Télérama n'est pas tendre avec Maïté Vallès-Bled sur l'expo Valtat du musée Paul Valéry de Sète !

Peinture : On se demande si dans le Quotidien du Peuple Sétois (Sète.fr) qui va suivre, l'oeil des médias va être borgne !

clic clic

"Peinture :

Le peintre Louis Valtat (1869-1952) est un peu, comme le dit l'un des textes du catalogue, un « second violon de la modernité ». Le hasard a voulu qu'il expose au Salon d'automne de 1905 dans la salle voisine de ses amis Matisse, Derain, Vlaminck, Van Dongen, traités de « fauves » pour leur peinture sauvage aux couleurs vives. L'appellation restera célèbre pour qualifier ce mouvement qui a révolutionné l'art du XXe siècle. Valtat n'en fut jamais considéré comme l'un des fondateurs, « alors qu'il occupe une place importante dans sa gestation », défend Maïthé Vallès-Bled, directrice du musée de Sète, qui entend replacer le curseur chronologique au bon endroit.

Valtat précurseur ? Au vu des oeuvres exposées, on se demande de quoi. Il fréquente les nabis. Comme eux, il est subjugué par Gauguin. Ses Porteuses d'eau (1897) à la ligne ondoyante évoquent les Bretonnes de l'exilé tahitien. Valtat côtoie aussi Toulouse-Lautrec. En témoignent ses Parisiennes (Chez Maxim's, 1895) croquées en un trait qui fait mouche.

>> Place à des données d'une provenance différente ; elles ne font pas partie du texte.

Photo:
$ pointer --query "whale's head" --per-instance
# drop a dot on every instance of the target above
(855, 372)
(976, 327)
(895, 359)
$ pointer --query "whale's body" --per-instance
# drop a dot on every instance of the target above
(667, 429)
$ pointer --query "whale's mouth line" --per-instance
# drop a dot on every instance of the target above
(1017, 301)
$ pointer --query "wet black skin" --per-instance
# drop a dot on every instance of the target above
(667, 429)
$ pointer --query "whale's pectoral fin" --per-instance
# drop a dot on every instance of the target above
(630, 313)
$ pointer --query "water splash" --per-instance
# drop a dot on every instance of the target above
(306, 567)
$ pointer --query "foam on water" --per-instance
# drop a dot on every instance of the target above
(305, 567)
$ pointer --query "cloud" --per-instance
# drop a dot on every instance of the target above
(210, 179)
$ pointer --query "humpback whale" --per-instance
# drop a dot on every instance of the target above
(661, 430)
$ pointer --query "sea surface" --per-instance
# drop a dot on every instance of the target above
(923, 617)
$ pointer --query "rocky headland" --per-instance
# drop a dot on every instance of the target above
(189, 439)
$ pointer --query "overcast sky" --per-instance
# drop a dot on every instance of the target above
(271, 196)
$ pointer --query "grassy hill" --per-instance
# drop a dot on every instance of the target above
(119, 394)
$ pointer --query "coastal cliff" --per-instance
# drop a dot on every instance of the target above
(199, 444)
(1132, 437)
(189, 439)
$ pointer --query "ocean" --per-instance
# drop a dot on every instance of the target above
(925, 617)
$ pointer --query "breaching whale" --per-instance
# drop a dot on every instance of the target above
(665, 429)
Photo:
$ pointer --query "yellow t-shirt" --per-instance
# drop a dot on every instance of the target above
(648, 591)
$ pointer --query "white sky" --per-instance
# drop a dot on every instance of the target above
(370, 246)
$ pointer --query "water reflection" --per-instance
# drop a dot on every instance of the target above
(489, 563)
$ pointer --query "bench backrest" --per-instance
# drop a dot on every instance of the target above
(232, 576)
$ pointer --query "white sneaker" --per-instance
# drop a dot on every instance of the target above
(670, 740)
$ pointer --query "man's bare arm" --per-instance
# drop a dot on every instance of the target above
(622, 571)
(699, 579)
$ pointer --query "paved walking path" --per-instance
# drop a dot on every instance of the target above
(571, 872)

A moins qu'elles n'évoquent le génie de Picasso, son voisin de la butte Montmartre. Il sait aussi capter l'ambiance citadine par un halo pointilliste (L'Omnibus Madeleine-Bastille, 1895), tel que l'inventa Seurat, disparu en 1891. Ou les rondeurs alanguies de Baigneuses (1906), à la manière de son maître spirituel, Renoir, qu'il côtoiera jusqu'à la mort de celui-ci, en 1919... La peinture de Valtat, technicien et coloriste chevronné, évoque donc toutes les figures marquantes de l'art de son temps. Mais pas sa personnalité. Artiste caméléon ou défaut de la sélection ? Le « second violon » ne révèle ici qu'un talent d'interprète.

Jusqu'au 7 mai, musée Paul-Valéry, Sète (34). Tél. : 04-99-04-76-16. Catalogue éd. Au fil du temps, 252 p., 38 EUR.

Sophie Cachon
Telerama n° 3188 - 19 février 2011"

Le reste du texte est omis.